The rabbis have a saying that a man should repent the day before he dies. The man who coined this phrase was Rabbi Eliezer of the late first and early second centuries. His disciples asked how a man can repent the day before he dies since no one knows the day of his death. His reply was that one should repent every day. While his words ring true, the idea of repentance is especially profound at this time of year. Judaism teaches that the Gates of Repentance are wide open during these 40 days.

Another passage of scripture that comes to mind is found in Ezekiel chapter eight. There we find the word of the L-RD coming to the prophet in the sixth month, on the fifth day of the month (8:1). Again we see that the time of year just happens to be the 40-day season of Teshuvah. Again, the L-RD is chastising His people. Instead of repenting, we find the women sitting in the Temple of G-d “weeping for Tammuz,” a Babylonian deity, while the men were bowing in worship to the sun, with their backs to the sanctuary (8:14-16), symbolizing that they had turned their backs on G-d.
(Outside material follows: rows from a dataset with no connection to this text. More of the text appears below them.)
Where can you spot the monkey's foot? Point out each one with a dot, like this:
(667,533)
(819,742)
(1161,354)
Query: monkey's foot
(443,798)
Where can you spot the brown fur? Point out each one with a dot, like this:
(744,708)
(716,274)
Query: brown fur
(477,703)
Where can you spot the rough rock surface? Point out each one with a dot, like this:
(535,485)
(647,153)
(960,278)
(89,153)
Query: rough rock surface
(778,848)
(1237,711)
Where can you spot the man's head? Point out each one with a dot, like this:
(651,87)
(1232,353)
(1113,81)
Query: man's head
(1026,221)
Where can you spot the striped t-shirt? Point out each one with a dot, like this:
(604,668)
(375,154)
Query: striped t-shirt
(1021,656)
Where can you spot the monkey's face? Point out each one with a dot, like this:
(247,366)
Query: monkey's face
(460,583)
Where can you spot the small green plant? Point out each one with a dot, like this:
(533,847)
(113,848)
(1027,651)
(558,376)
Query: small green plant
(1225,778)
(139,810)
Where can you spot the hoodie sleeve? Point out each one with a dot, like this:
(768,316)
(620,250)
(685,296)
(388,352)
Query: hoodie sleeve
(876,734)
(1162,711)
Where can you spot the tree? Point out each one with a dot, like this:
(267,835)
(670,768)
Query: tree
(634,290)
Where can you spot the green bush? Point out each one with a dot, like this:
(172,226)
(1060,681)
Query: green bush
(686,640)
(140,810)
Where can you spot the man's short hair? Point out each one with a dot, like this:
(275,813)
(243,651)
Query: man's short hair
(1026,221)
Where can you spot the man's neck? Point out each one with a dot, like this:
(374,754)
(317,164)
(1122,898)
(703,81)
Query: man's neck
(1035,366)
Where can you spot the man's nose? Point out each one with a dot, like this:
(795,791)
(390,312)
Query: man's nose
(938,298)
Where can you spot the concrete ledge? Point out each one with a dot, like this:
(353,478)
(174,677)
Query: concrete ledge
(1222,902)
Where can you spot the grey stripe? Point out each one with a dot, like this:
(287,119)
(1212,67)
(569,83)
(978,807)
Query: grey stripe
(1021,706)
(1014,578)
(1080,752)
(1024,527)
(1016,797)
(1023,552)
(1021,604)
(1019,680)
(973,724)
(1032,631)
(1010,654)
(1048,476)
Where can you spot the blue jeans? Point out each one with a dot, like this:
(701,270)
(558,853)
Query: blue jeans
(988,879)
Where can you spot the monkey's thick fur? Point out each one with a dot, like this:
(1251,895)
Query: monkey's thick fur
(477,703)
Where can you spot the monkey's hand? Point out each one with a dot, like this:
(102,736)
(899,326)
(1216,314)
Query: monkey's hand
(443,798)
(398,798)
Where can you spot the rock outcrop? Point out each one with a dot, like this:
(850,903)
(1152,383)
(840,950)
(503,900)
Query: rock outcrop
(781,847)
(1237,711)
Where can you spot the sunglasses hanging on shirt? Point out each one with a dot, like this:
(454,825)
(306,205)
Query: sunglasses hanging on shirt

These words were written as examples, warning us not to set our hearts on evil as they did (1 Corinthians 10:6). How will G-d remember our generation? What words will He pen to record our deeds (Revelation 14:13)? Let us not repeat the mistakes of past generations. Instead, let us set our hearts on serving our Creator. Let us remember that He is the King and we are His servants. As servants, we are called to serve, not to be served. Part of our calling is to regularly examine our ways, admit our mistakes, change the direction in which we are headed, and return to the Holy One. Let us seek His forgiveness and forgive others. In seeking His forgiveness, let us remember that if we have sinned against others, we must first seek their forgiveness, possibly making restitution, before approaching our Heavenly Father for mercy. Finally, let us remember that the blood of Messiah Yeshua shed upon his altar atones for our sins if we trust in His redemptive sacrifice and live faithfully to Him.


  1. David:

    I look forward to sharing the season of sorrow and repentance with you and your family. It may seem weird, the way we look forward to High Holidays and their introspection. We know the joy that comes, especially at the end. This season is the most emotional and joyful to me of all of them.


  2. Thank you for the kind words Derek. I'm also looking forward to sharing the season with you guys.


  3. This is very informative and I like the fact I just finished reading Haggai. It's too bad that more people don't read the old testament books.